You should not be permitted anymore and see the following output:

ssh: connect to host <ssh-device-alias> port 22: Connection refused

If you can still log in using your user's password, redo the previous step and make sure the SSH client is restarted correctly.

To connect to our node again, we need to add the SSH key to the SSH client of our personal computer.

5.5.2 Adding the key on the computer

Add the RSA key as an identity to your SSH connection properties on your personal computer by opening the configuration file.

nano ~/.ssh/config

Below the port of your node host, add the following line starting with two spaces. Ensure to update <my-chosen-keyname> with the actual name of the key.

  IdentityFile ~/.ssh/<my-chosen-keyname>

The identity file points to your private SSH key, so do not add the .pub file type extension behind the name.

The final output should look like this:

Host <ssh-device-alias>
User <node-username>
HostName <node-ip>
Port <ssh-port>
IdentityFile ~/.ssh/<my-chosen-keyname>

Of course, you will see your actual properties:

  • <ssh-device-alias>: your nodes SSH device name
  • <node-username>: your node's username
  • <node-ip-address>: your node's static IP address
  • <ssh-port>: your opened port number
  • <my-chosen-keyname>: your SSH key.

Save and close the file so we can continue to test the SSH key login.

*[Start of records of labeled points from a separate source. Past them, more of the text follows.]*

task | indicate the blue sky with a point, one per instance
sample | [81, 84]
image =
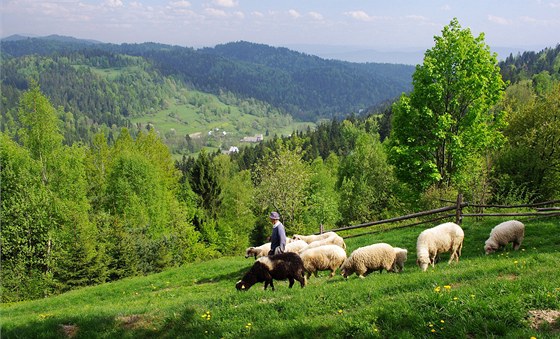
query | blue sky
[396, 25]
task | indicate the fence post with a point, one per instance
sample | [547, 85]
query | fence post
[459, 209]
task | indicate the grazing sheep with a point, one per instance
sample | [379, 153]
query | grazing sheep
[279, 267]
[295, 246]
[369, 258]
[322, 258]
[259, 251]
[443, 238]
[314, 237]
[509, 231]
[332, 240]
[400, 258]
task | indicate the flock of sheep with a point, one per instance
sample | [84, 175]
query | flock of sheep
[307, 254]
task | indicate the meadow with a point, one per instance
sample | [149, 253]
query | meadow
[507, 294]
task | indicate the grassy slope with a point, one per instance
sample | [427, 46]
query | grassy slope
[486, 296]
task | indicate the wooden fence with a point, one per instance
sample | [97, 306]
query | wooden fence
[457, 208]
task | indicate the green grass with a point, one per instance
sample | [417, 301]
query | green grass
[480, 297]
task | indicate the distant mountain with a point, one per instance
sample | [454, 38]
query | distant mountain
[53, 37]
[306, 86]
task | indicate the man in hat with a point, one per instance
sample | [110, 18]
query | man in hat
[278, 238]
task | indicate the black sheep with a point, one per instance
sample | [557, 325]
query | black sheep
[279, 267]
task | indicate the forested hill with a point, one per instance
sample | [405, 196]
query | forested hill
[528, 64]
[307, 87]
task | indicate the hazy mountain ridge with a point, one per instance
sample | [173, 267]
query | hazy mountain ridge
[308, 87]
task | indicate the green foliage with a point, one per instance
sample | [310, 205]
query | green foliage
[365, 180]
[282, 180]
[447, 119]
[480, 297]
[531, 159]
[324, 200]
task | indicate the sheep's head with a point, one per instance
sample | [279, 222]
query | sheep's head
[241, 286]
[490, 247]
[249, 252]
[423, 264]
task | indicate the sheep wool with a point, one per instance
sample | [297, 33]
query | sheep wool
[369, 258]
[331, 240]
[322, 258]
[295, 246]
[313, 237]
[509, 231]
[259, 251]
[443, 238]
[401, 255]
[274, 267]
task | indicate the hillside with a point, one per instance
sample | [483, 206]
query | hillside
[508, 294]
[307, 87]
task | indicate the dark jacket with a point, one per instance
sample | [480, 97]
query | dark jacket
[278, 239]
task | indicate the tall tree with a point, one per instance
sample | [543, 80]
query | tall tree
[447, 118]
[365, 179]
[530, 162]
[282, 179]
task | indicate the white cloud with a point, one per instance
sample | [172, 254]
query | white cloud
[225, 3]
[216, 12]
[294, 14]
[359, 15]
[498, 20]
[113, 3]
[316, 16]
[180, 4]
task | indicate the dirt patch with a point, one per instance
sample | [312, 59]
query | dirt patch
[538, 317]
[133, 321]
[69, 331]
[509, 277]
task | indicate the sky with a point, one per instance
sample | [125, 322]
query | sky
[340, 29]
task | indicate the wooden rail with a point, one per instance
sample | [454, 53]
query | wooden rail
[458, 206]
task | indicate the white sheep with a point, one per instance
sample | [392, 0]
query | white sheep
[295, 246]
[369, 258]
[443, 238]
[259, 251]
[313, 237]
[400, 258]
[322, 258]
[332, 240]
[509, 231]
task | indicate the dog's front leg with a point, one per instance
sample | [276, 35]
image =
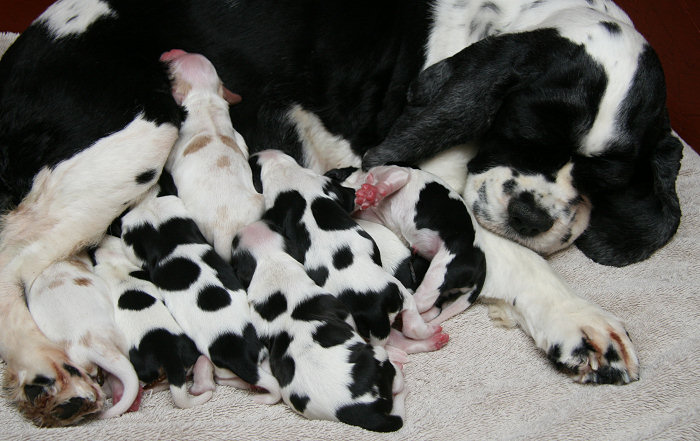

5.5.3 Testing the new authentification

Test the new key login by starting the SSH connection to our node. This time the SSH client should not prompt for the user's password. Instead, it should ask to encrypt the private key with the passphrase.

If you did not set up any password for the key, you will connect automatically.

ssh <ssh-device-alias>

After entering the correct passphrase, you will end up on the Ubuntu server welcoming printout.